Dan Cullen, Westchester, NY said...

Dr. Hamblin,

In re your comment "The EU Commission has proposed a limit on bonuses within the EU, but this has prompted the response that it would only drive the heavy hitters abroad to New York, Dubai and Singapore."

The EU can tell employees of private corporations what they can earn, whether it be wage, salary and/or bonus?

It reminds me of when Hillary Clinton stated during her run for the 2008 democratic presidential nomination, that she was going to take monies from the oil companies! This was to make them pay their "fair share" so she could redistribute the wealth. Who the heck is she? To the best of my knowledge she's not a major stockholder, nor stakeholder, in the 3 major U.S. oil companies.

As noted within a Forbes article earlier this year ( "America's three biggest oil companies, ExxonMobil (XOM - news - people), Chevron (CVX - news - people) and ConocoPhillips (COP - news - people), all endure income tax burdens of more than 40%--higher than the statutory U.S. rate of 35%." ExxonMobil incidentally has a 45% rate.

Putting aside the inflationary printing of money and/or continuous borrowing, these politicians don't seem to have the most basic economic understanding that public programs are funded by monies drawn out of the private sector AND that the continuation and growth of public programs, as well the associated ever increasing bloated bureaucratic power realms, surcharge the private sector's growth rate. Not to mention the distribution of taxpayers’ monies to corporate scams of large financial political supporters.

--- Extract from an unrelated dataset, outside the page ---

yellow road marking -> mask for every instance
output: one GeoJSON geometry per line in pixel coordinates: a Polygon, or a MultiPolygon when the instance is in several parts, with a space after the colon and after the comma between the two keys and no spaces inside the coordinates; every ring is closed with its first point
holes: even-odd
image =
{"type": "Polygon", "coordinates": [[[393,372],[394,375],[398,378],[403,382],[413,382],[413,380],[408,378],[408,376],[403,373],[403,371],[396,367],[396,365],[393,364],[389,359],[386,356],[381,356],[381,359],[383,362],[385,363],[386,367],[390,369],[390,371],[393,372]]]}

Studies have shown that the optimal tax rate is in the range of 17-20% of GDP. This should amply cover a strong defense, proper infrastructure development & maintenance, certain programs to aid and assist children and the elderly, et cetera.

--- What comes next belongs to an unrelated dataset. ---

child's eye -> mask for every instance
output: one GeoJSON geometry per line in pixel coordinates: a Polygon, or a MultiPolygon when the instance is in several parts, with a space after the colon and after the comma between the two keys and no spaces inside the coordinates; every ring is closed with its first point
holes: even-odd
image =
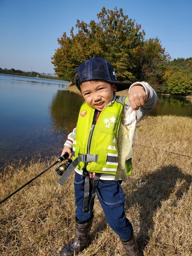
{"type": "Polygon", "coordinates": [[[86,93],[84,94],[84,95],[89,95],[89,94],[90,94],[90,93],[86,93]]]}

Money goes where it's best treated.

Terry Hamblin said...

Quite! Of the EU leaders, Sarkozy comes from a family of Hungarian refugees and Merkel is an East German. Poland, Estonia, Czech Republic, Slovakia, Lithuania, Latvia, Hungary and Greece are all ex-communist countries. No wonder Britain feels isolated in Europe.

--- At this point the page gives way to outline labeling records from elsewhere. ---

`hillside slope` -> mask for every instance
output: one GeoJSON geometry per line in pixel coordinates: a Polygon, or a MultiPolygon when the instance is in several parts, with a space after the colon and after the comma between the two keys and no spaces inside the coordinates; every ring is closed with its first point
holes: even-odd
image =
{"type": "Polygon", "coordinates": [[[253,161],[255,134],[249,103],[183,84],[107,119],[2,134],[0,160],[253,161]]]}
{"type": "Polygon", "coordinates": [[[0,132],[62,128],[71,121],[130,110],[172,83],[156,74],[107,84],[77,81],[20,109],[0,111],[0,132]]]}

Dan Cullen, Westchester, NY said...

If you look across the pond, toward the west, you can still faintly see a once "shining city on a hill" where it's brilliance has been diminished since January 2009 - - but its beacon will start to shine again starting November 2012. So don’t feel so isolated. I’m also of the impression that there are glimmerings increasing in strength coming from Poland.

You can also look toward your far east. Following is from an AFP report titled “China fund official slams 'indolence' in Europe”:

SHANGHAI — A top official of China's $400 billion sovereign wealth fund has accused Europe of "indolence" and said any Chinese investment in the debt-laden region would be based on financial returns.

Jin Liqun, chairman of the board of supervisors of China Investment Corp, slammed the welfare systems of European countries and said the continent must address its own problems to attract outside investment.

"If you look at the troubles which happened in European countries, this is purely because of the accumulated troubles of the worn out welfare society," Jin told Al-Jazeera television in an interview broadcast at the weekend.

"The labour laws induce sloth, indolence, rather than hardworking."

Jin, a former vice finance minister, said Beijing would consider investing in Europe but any decision would be based on likely investment returns.

"Our people would ask us the question: 'Wait a moment. Are you sure you can get a fair share of returns?'," Jin told the television network.